Executives of European companies say regulation could stifle the opportunities presented by artificial intelligence (AI).
Leaders from engineering firm Siemens, brewer Heineken, carmaker Renault and dozens of other large European companies from a broad range of industries said in a letter that “the result would be a critical productivity gap,” the Wall Street Journal (WSJ) reported Friday.
The rules around AI that have been drafted by European regulators would require companies to prevent their AI models from creating illegal content, reveal the copyrighted data used to train their models, disclose when content has been generated by AI, and limit their biometric surveillance, according to the report.
The regulators — including those from the European Commission (EC), the European Parliament and member states — hope to agree on new rules by the end of the year, the report said.

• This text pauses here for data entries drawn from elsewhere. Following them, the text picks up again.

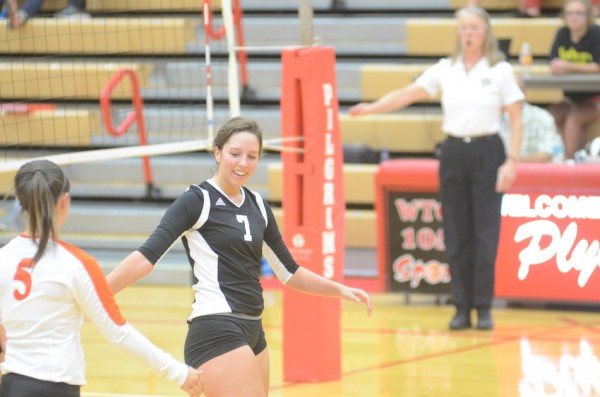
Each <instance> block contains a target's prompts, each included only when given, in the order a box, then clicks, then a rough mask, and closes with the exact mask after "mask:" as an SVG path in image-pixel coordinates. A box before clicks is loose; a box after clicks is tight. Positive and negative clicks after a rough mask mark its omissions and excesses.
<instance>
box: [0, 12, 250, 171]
mask: <svg viewBox="0 0 600 397" xmlns="http://www.w3.org/2000/svg"><path fill="white" fill-rule="evenodd" d="M66 6H67V2H66V0H47V1H46V2H45V3H44V6H43V8H42V9H41V11H40V14H39V15H36V16H35V17H32V18H30V19H28V20H27V22H26V24H25V25H24V26H22V27H20V28H16V29H9V28H8V26H2V24H8V21H6V20H5V21H0V146H1V147H2V148H3V150H2V154H1V155H0V177H2V175H1V174H4V173H8V174H10V173H14V172H15V171H16V170H17V169H18V168H19V167H20V166H21V165H22V164H23V163H24V162H26V161H29V160H31V159H33V158H39V157H43V158H49V159H51V160H52V161H54V162H56V163H57V164H59V165H67V164H76V163H81V162H92V161H103V160H111V159H122V158H127V157H147V156H155V155H161V154H173V153H183V152H192V151H198V150H206V149H208V148H210V144H211V141H212V136H213V134H214V130H213V128H214V126H215V125H220V124H222V123H224V122H225V121H226V120H227V119H229V118H230V117H231V116H236V115H238V114H239V113H240V105H239V102H240V98H239V93H240V91H241V90H242V87H243V88H245V87H247V85H248V78H247V72H246V65H245V61H246V56H245V52H243V51H239V50H238V51H235V50H231V49H233V48H234V47H235V46H238V47H240V46H241V47H243V31H242V29H241V27H242V17H243V13H242V10H241V5H240V1H239V0H222V1H216V0H202V1H201V2H200V1H197V0H114V1H111V0H88V1H87V6H86V10H85V11H86V13H85V14H79V15H74V16H72V17H71V18H58V17H55V16H54V13H55V12H58V11H60V10H62V9H63V8H64V7H66ZM238 58H239V59H240V60H241V61H242V63H240V62H238ZM240 81H241V83H240Z"/></svg>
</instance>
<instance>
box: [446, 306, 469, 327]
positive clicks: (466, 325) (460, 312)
mask: <svg viewBox="0 0 600 397" xmlns="http://www.w3.org/2000/svg"><path fill="white" fill-rule="evenodd" d="M449 328H450V329H451V330H460V329H467V328H471V316H470V314H469V312H465V311H462V310H459V311H457V312H456V314H455V315H454V317H452V320H451V321H450V325H449Z"/></svg>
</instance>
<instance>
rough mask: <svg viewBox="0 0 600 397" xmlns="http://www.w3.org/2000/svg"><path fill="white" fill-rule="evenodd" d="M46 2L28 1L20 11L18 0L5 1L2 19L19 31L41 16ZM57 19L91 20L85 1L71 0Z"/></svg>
mask: <svg viewBox="0 0 600 397" xmlns="http://www.w3.org/2000/svg"><path fill="white" fill-rule="evenodd" d="M43 3H44V0H26V1H25V4H23V7H21V8H20V9H19V5H18V3H17V0H4V5H3V7H2V13H0V19H5V18H8V26H9V27H10V28H11V29H17V28H20V27H21V26H23V25H24V24H25V23H26V22H27V20H28V19H29V18H31V17H33V16H36V15H38V14H39V12H40V9H41V8H42V4H43ZM55 16H56V17H57V18H90V14H88V13H87V12H85V0H69V2H68V5H67V7H66V8H65V9H64V10H62V11H60V12H57V13H56V14H55Z"/></svg>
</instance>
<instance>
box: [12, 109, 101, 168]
mask: <svg viewBox="0 0 600 397" xmlns="http://www.w3.org/2000/svg"><path fill="white" fill-rule="evenodd" d="M99 129H100V115H99V113H98V112H95V111H90V110H85V109H71V110H61V109H58V110H53V111H38V112H32V113H27V114H4V113H0V130H2V132H3V133H2V134H0V145H1V146H11V145H19V146H23V147H31V146H43V147H48V146H49V145H51V146H90V142H91V137H92V135H94V134H97V133H98V132H99ZM0 175H1V173H0Z"/></svg>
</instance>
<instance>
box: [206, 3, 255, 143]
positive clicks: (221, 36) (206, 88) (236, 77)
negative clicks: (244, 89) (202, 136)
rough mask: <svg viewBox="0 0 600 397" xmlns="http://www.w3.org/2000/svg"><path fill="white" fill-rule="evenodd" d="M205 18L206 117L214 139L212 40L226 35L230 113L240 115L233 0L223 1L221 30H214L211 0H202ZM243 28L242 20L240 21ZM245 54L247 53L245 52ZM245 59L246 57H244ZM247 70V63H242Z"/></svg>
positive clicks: (213, 108)
mask: <svg viewBox="0 0 600 397" xmlns="http://www.w3.org/2000/svg"><path fill="white" fill-rule="evenodd" d="M235 6H236V8H237V10H236V13H237V15H238V19H240V18H241V9H240V4H239V0H236V4H235ZM202 10H203V16H204V18H203V20H204V61H205V65H206V118H207V128H208V138H209V139H210V140H211V141H212V139H213V138H214V128H215V126H214V125H215V121H214V103H213V92H212V72H211V48H210V42H211V40H220V39H221V38H222V37H223V36H224V35H225V36H226V39H227V47H228V54H229V56H228V65H227V86H228V88H227V90H228V98H229V115H230V117H236V116H239V115H240V96H239V81H238V63H237V55H236V51H234V50H233V48H234V47H235V37H236V36H235V31H236V30H235V23H234V17H233V11H232V4H231V0H222V1H221V14H222V16H223V27H222V29H220V30H219V31H215V30H213V17H212V15H213V14H212V5H211V0H202ZM238 22H239V24H240V29H241V20H239V21H238ZM244 55H245V54H244ZM244 59H245V58H244ZM242 67H243V68H244V72H245V65H242Z"/></svg>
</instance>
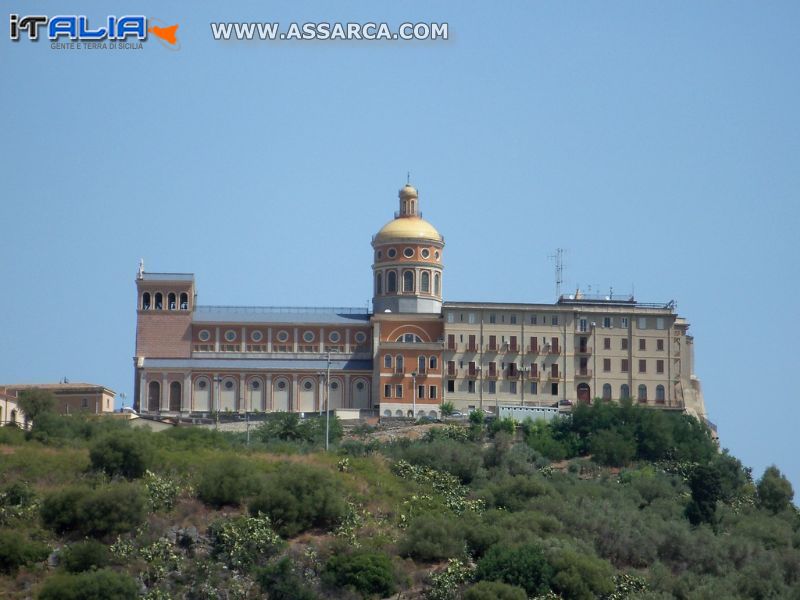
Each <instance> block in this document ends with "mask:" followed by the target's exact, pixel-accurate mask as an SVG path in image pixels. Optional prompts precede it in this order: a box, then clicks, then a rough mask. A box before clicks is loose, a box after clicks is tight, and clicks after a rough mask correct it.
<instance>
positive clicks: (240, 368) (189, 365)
mask: <svg viewBox="0 0 800 600" xmlns="http://www.w3.org/2000/svg"><path fill="white" fill-rule="evenodd" d="M327 366H328V361H327V359H326V358H325V357H324V356H321V357H320V358H318V359H310V358H302V359H291V358H289V359H286V358H283V359H281V358H256V359H246V358H236V359H224V358H145V359H144V368H146V369H193V370H212V369H219V370H225V369H235V370H241V371H249V370H252V369H260V370H275V371H319V370H321V369H325V368H326V367H327ZM331 369H333V370H335V371H372V361H371V360H331Z"/></svg>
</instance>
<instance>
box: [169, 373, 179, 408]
mask: <svg viewBox="0 0 800 600" xmlns="http://www.w3.org/2000/svg"><path fill="white" fill-rule="evenodd" d="M169 409H170V410H171V411H172V412H180V410H181V384H180V383H179V382H177V381H173V382H172V383H170V384H169Z"/></svg>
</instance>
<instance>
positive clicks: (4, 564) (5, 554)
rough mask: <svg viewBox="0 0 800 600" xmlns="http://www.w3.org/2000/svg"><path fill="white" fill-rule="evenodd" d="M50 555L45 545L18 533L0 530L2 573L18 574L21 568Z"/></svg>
mask: <svg viewBox="0 0 800 600" xmlns="http://www.w3.org/2000/svg"><path fill="white" fill-rule="evenodd" d="M49 554H50V549H49V548H48V547H47V546H46V545H45V544H41V543H39V542H34V541H31V540H29V539H27V537H25V536H23V535H21V534H20V533H19V532H18V531H11V530H0V573H5V574H13V573H16V572H17V570H18V569H19V568H20V567H25V566H28V565H32V564H34V563H37V562H41V561H43V560H45V559H46V558H47V556H48V555H49Z"/></svg>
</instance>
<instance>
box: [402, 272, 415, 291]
mask: <svg viewBox="0 0 800 600" xmlns="http://www.w3.org/2000/svg"><path fill="white" fill-rule="evenodd" d="M403 291H404V292H413V291H414V271H404V272H403Z"/></svg>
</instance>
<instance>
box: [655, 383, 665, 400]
mask: <svg viewBox="0 0 800 600" xmlns="http://www.w3.org/2000/svg"><path fill="white" fill-rule="evenodd" d="M666 399H667V398H666V395H665V393H664V386H663V385H657V386H656V402H665V401H666Z"/></svg>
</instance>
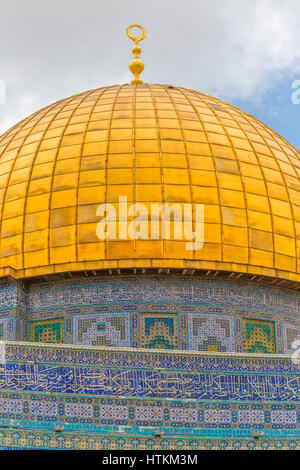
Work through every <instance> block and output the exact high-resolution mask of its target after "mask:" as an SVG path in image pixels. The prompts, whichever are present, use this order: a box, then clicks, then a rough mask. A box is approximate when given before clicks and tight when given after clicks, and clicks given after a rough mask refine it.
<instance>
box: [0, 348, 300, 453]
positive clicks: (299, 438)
mask: <svg viewBox="0 0 300 470" xmlns="http://www.w3.org/2000/svg"><path fill="white" fill-rule="evenodd" d="M6 359H7V363H6V364H2V365H0V427H2V428H3V429H2V431H1V432H0V446H2V447H6V446H8V447H11V448H13V447H20V448H22V447H25V448H30V447H33V448H65V446H69V448H70V449H71V448H79V447H80V446H81V448H83V447H84V446H87V448H96V447H97V446H100V447H99V448H103V446H104V447H105V448H108V449H112V448H115V447H114V446H117V445H118V446H119V447H118V448H125V447H126V446H127V445H128V446H129V447H130V446H131V447H132V448H143V446H144V445H145V446H146V447H147V446H148V447H147V448H150V447H151V446H152V447H153V446H155V445H159V446H162V447H161V448H172V447H174V448H175V449H179V448H183V447H184V446H186V447H187V448H198V447H199V446H200V442H202V440H203V439H204V440H205V442H206V443H207V448H211V447H213V446H216V448H218V446H219V444H218V443H219V442H222V445H221V447H220V448H227V447H230V448H231V447H232V446H233V447H234V448H241V447H242V445H243V446H244V445H245V446H246V444H245V443H246V442H248V441H249V442H252V443H253V445H254V446H256V445H261V442H260V443H257V442H254V441H253V439H252V440H251V439H250V438H251V435H252V433H253V431H254V430H261V431H263V433H264V439H265V441H264V442H265V444H264V448H270V447H271V446H272V445H275V442H276V445H277V446H278V448H284V447H288V446H289V448H296V447H297V446H298V443H299V441H300V432H299V429H300V410H299V401H300V374H299V366H297V365H296V364H293V363H292V361H291V359H290V358H288V357H278V358H277V357H276V356H270V355H269V354H266V355H262V356H257V355H253V357H251V356H243V355H241V356H240V357H237V356H236V355H234V354H230V353H223V354H222V355H218V354H215V353H213V352H207V353H196V352H195V353H183V352H172V351H167V350H164V351H160V350H158V351H154V350H152V351H151V350H149V351H140V352H137V351H127V352H126V354H124V351H122V349H119V350H117V349H116V350H113V349H111V350H108V349H107V348H106V347H105V348H96V347H94V348H88V347H85V348H84V349H81V348H80V347H78V346H77V347H76V346H73V347H66V346H49V345H43V346H35V345H34V344H33V343H27V344H25V343H22V344H19V343H7V344H6ZM28 361H35V364H32V363H28ZM254 372H255V373H254ZM58 424H59V425H62V426H63V427H64V431H63V432H62V433H61V434H60V435H59V436H58V435H57V433H55V432H54V429H55V426H56V425H58ZM8 426H13V427H14V429H13V431H12V433H10V431H11V430H10V429H7V427H8ZM157 427H159V428H160V429H161V430H162V432H163V436H164V439H163V440H157V439H156V440H155V437H154V436H153V432H152V430H153V428H157ZM18 428H19V429H18ZM24 429H25V431H24ZM57 438H58V440H57ZM60 438H61V439H60ZM76 439H77V440H76ZM146 442H147V445H146ZM203 442H204V441H203ZM233 442H234V443H235V444H233ZM66 443H67V444H66ZM143 443H144V444H143ZM242 443H243V444H242ZM272 443H273V444H272ZM201 445H202V444H201ZM89 446H90V447H89ZM101 446H102V447H101ZM134 446H135V447H134ZM131 447H130V448H131ZM248 447H249V448H250V447H251V446H250V444H249V446H248ZM248 447H247V448H248ZM252 448H253V446H252Z"/></svg>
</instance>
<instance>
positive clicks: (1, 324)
mask: <svg viewBox="0 0 300 470" xmlns="http://www.w3.org/2000/svg"><path fill="white" fill-rule="evenodd" d="M3 340H7V318H0V341H3Z"/></svg>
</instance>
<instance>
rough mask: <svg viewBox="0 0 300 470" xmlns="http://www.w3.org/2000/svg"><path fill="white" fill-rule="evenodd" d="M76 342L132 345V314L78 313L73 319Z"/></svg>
mask: <svg viewBox="0 0 300 470" xmlns="http://www.w3.org/2000/svg"><path fill="white" fill-rule="evenodd" d="M73 338H74V343H75V344H86V345H92V346H118V347H130V315H129V313H127V314H126V313H121V314H119V313H118V314H113V313H111V314H98V315H78V316H75V317H74V320H73Z"/></svg>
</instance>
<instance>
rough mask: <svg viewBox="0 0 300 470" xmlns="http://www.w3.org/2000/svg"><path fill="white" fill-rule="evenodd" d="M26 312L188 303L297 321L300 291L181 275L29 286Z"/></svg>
mask: <svg viewBox="0 0 300 470" xmlns="http://www.w3.org/2000/svg"><path fill="white" fill-rule="evenodd" d="M27 301H28V310H29V311H31V312H34V311H37V310H43V309H45V310H47V309H52V308H54V309H55V308H57V306H58V305H59V306H60V308H62V309H63V308H68V307H69V308H70V307H74V306H77V307H79V306H86V305H95V304H97V305H100V304H105V305H108V304H110V303H120V304H122V303H125V304H129V305H131V304H132V303H135V302H136V303H138V304H142V303H151V302H155V303H156V302H157V303H160V302H161V303H169V302H171V303H173V304H178V303H179V304H180V303H188V304H189V305H197V304H198V305H202V306H210V307H212V306H214V307H220V308H231V309H236V310H242V311H244V310H253V311H254V312H261V313H263V312H265V313H269V314H276V315H278V314H282V315H285V316H288V317H292V318H296V319H299V318H300V293H299V292H295V291H292V290H287V289H283V288H276V287H273V286H264V285H260V284H257V283H255V284H253V283H251V282H238V281H226V280H220V279H216V278H212V279H210V278H205V279H203V278H196V277H195V278H192V277H189V278H187V277H185V276H173V275H170V276H158V275H156V276H154V275H153V276H142V275H141V276H140V275H139V276H133V275H132V276H129V275H128V276H110V277H105V276H102V277H98V278H91V279H87V278H84V279H80V280H70V281H66V280H60V281H56V282H44V283H40V284H35V285H32V286H30V287H29V290H28V299H27Z"/></svg>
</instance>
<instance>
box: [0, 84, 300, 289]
mask: <svg viewBox="0 0 300 470" xmlns="http://www.w3.org/2000/svg"><path fill="white" fill-rule="evenodd" d="M0 152H1V162H2V163H3V165H2V168H3V169H2V170H1V171H3V173H2V174H7V175H8V176H7V177H3V178H1V181H0V189H1V193H3V202H2V203H3V206H2V209H1V214H2V218H1V227H0V228H1V230H0V238H1V262H2V264H1V266H2V267H3V268H4V267H8V266H9V267H12V268H13V269H16V270H18V272H19V273H20V275H22V276H24V277H27V276H37V275H38V274H41V275H46V274H48V273H52V272H60V269H62V265H64V266H65V267H64V270H65V271H67V270H70V271H78V270H84V269H90V270H98V269H99V270H100V269H109V268H122V267H125V266H126V267H127V268H130V269H131V268H147V267H148V266H150V263H151V262H152V261H153V259H155V263H156V264H155V265H153V266H157V267H161V268H171V267H174V266H176V268H178V269H184V268H189V267H192V268H194V269H204V270H211V269H223V270H225V271H226V270H227V271H230V270H234V271H235V270H239V269H240V270H241V269H242V272H248V273H249V274H255V275H261V274H265V270H264V268H265V269H266V268H267V270H268V274H269V275H270V276H274V277H275V276H276V275H277V276H278V277H280V278H285V279H289V280H291V281H295V282H296V281H297V280H298V279H299V278H298V277H297V276H299V273H300V272H299V266H298V267H297V258H298V256H297V249H296V247H295V245H296V238H297V233H296V223H297V222H300V214H299V209H298V207H299V205H297V203H298V202H299V190H298V185H299V182H300V175H299V173H298V172H297V169H298V168H297V165H298V164H299V153H298V151H297V150H296V149H295V148H293V147H292V146H291V145H290V144H288V142H287V141H285V140H284V139H282V138H281V137H280V136H278V135H277V134H276V133H275V132H274V131H272V130H271V129H270V128H268V127H267V126H265V125H264V124H263V123H261V122H259V121H258V120H256V119H255V118H254V117H252V116H250V115H249V114H246V113H244V112H243V111H241V110H238V109H237V108H235V107H233V106H231V105H230V104H226V103H224V102H221V101H220V100H218V99H215V98H213V97H209V96H206V95H204V94H202V93H199V92H197V91H192V90H187V89H183V88H181V87H178V88H177V87H170V86H166V85H158V84H153V85H148V84H146V83H145V84H142V85H139V86H138V87H135V86H133V85H127V84H125V85H121V86H111V87H105V88H100V89H96V90H92V91H87V92H84V93H81V94H77V95H75V96H73V97H70V98H68V99H65V100H61V101H59V102H57V103H53V104H51V105H50V106H48V107H47V108H44V109H42V110H40V111H38V112H37V113H35V114H34V115H33V116H30V117H28V118H27V119H25V120H24V121H22V122H21V123H18V124H17V125H16V126H14V127H13V128H12V129H10V130H9V131H8V132H7V133H5V134H3V135H2V136H1V137H0ZM25 156H26V158H24V157H25ZM4 162H5V165H4ZM8 162H9V163H8ZM12 163H13V164H12ZM10 164H11V166H10ZM49 180H51V184H49ZM274 185H275V186H274ZM265 188H268V190H269V192H268V194H267V193H266V192H265ZM119 195H124V196H127V197H128V200H129V201H130V202H131V201H138V202H144V201H148V202H149V201H150V204H151V202H154V201H158V202H159V203H160V204H161V202H162V201H164V202H165V201H166V202H167V203H169V202H171V203H172V204H173V203H174V202H176V203H180V204H182V203H185V202H193V203H196V202H197V201H199V200H200V201H201V202H202V203H203V204H206V208H207V212H208V213H209V220H206V226H207V230H206V234H205V242H206V243H205V245H204V247H203V250H197V251H195V252H194V253H190V252H188V251H187V250H186V245H185V241H184V240H181V241H179V240H178V241H177V240H173V237H172V238H171V239H170V240H168V242H164V241H163V240H162V238H161V237H160V238H159V239H158V240H152V239H149V240H146V241H145V240H135V242H134V241H133V240H126V241H124V240H119V239H117V240H106V241H105V242H103V241H100V240H99V239H98V238H97V236H96V222H97V220H95V215H96V207H97V206H98V205H99V204H101V203H103V202H107V203H115V202H116V201H118V196H119ZM15 200H18V201H19V202H18V203H12V201H15ZM21 201H23V202H24V204H22V203H21ZM47 201H48V202H49V205H48V206H49V207H48V206H47ZM129 201H128V202H129ZM15 204H18V207H17V209H12V206H14V205H15ZM46 210H49V211H50V212H51V214H49V217H48V218H47V214H46V213H45V211H46ZM246 211H248V212H249V213H246ZM219 214H222V218H221V220H220V218H219ZM279 214H280V215H282V218H284V219H285V220H283V221H280V222H279V221H278V220H277V217H278V215H279ZM279 225H280V228H279V229H278V226H279ZM250 229H251V230H250ZM279 233H280V234H279ZM171 260H172V261H171ZM55 266H56V267H55ZM238 266H240V267H238ZM2 267H1V268H0V271H1V270H2ZM22 270H24V271H22Z"/></svg>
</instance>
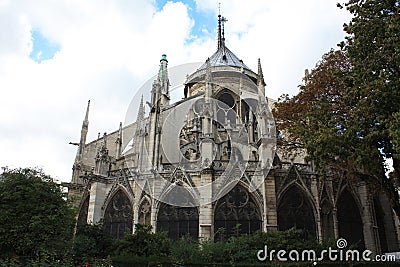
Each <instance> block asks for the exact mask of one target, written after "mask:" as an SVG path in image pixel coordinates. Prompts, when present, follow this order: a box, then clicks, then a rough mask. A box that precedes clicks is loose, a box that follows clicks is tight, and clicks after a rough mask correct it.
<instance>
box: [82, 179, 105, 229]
mask: <svg viewBox="0 0 400 267" xmlns="http://www.w3.org/2000/svg"><path fill="white" fill-rule="evenodd" d="M105 191H106V188H105V185H104V184H103V183H99V182H94V183H92V185H91V187H90V198H89V209H88V217H87V222H88V223H89V224H97V223H99V222H100V220H101V219H102V214H101V207H102V206H103V204H104V200H105V197H106V192H105Z"/></svg>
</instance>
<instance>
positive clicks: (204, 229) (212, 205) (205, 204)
mask: <svg viewBox="0 0 400 267" xmlns="http://www.w3.org/2000/svg"><path fill="white" fill-rule="evenodd" d="M211 182H212V174H211V172H209V171H203V173H201V178H200V183H201V185H206V184H209V185H210V187H212V186H211ZM211 190H212V188H211ZM211 190H208V192H206V191H205V190H201V191H200V193H201V199H200V203H206V204H204V205H201V206H200V207H199V238H200V239H201V240H207V239H212V238H213V236H214V229H213V224H214V214H213V204H212V203H211V201H212V191H211Z"/></svg>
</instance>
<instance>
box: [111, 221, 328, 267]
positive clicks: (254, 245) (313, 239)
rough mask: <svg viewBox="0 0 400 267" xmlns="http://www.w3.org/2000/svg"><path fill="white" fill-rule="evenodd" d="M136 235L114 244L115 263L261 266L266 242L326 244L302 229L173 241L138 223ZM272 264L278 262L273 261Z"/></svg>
mask: <svg viewBox="0 0 400 267" xmlns="http://www.w3.org/2000/svg"><path fill="white" fill-rule="evenodd" d="M135 227H136V231H135V234H133V235H127V236H126V237H125V238H124V239H123V240H120V241H117V242H116V243H115V244H114V249H113V252H112V259H113V262H116V263H131V264H132V263H154V264H160V263H170V264H175V265H176V264H177V265H189V264H199V265H202V264H216V265H249V264H251V265H259V264H263V265H264V266H265V265H266V263H265V262H264V263H260V262H259V261H258V259H257V252H258V251H259V250H260V249H263V248H264V246H265V245H267V246H268V247H269V248H271V249H275V250H280V249H285V250H287V251H289V250H292V249H297V250H303V249H314V250H316V251H319V250H320V249H322V247H323V245H321V244H319V243H318V242H317V241H316V240H315V239H313V238H309V239H305V238H304V232H303V231H301V230H296V229H290V230H287V231H276V232H268V233H264V232H261V231H259V232H255V233H253V234H244V235H239V234H237V235H235V236H233V237H230V238H229V239H225V240H224V239H221V240H218V241H211V240H205V241H199V240H197V239H195V238H192V237H191V236H189V235H184V236H182V237H181V238H180V239H179V240H176V241H172V240H170V239H169V238H168V237H167V235H166V234H165V233H160V232H158V233H153V232H151V227H149V226H144V225H136V226H135ZM271 264H275V263H274V262H272V263H271ZM299 266H301V265H299Z"/></svg>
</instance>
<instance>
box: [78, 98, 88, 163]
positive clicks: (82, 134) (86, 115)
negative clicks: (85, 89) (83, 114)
mask: <svg viewBox="0 0 400 267" xmlns="http://www.w3.org/2000/svg"><path fill="white" fill-rule="evenodd" d="M89 108H90V100H89V101H88V105H87V108H86V114H85V119H84V120H83V123H82V129H81V140H80V142H79V156H81V155H82V152H83V147H84V145H85V144H86V136H87V132H88V129H89Z"/></svg>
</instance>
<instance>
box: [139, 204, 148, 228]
mask: <svg viewBox="0 0 400 267" xmlns="http://www.w3.org/2000/svg"><path fill="white" fill-rule="evenodd" d="M139 223H140V224H145V225H151V204H150V202H149V200H148V199H147V198H144V199H143V200H142V203H141V204H140V207H139Z"/></svg>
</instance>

The executives said in their letter that the proposed rules include disproportionate compliance costs, disproportionate liability risks, and a threat to the companies and capital that are developing AI in Europe, per the report.
“Such regulation could lead to highly innovative companies moving their activities abroad,” the executives said, according to the report.
In separate efforts, members of the tech industry have also lobbied for changes to the European regulators’ draft rules.
ChatGPT creator OpenAI lobbied for — and got — changes to the EU’s AI legislation, succeeding in its efforts to alter “significant elements” of the AI Act and reducing the regulatory burdens the company would have faced, Time reported June 20.
The company successfully argued that its general-purpose AI systems should not be included in the “high risk” category of use cases, which are subject to stringent legal requirements, and that there should be a separate category for “foundation models” that would be subject to fewer requirements, according to the report.
The results of these and other lobbying efforts around the AI Act could have implications far beyond Europe.
The European Union (EU) has moved faster than the United States or China in developing AI regulation that adheres to the rights-driven approach popularized by its existing tech-focused digital regulation, PYMNTS reported Thursday (June 29).
In what is known as the “Brussels Effect,” tech companies frequently globalize their adherence to EU regulations across most of their businesses around the world to standardize their operations.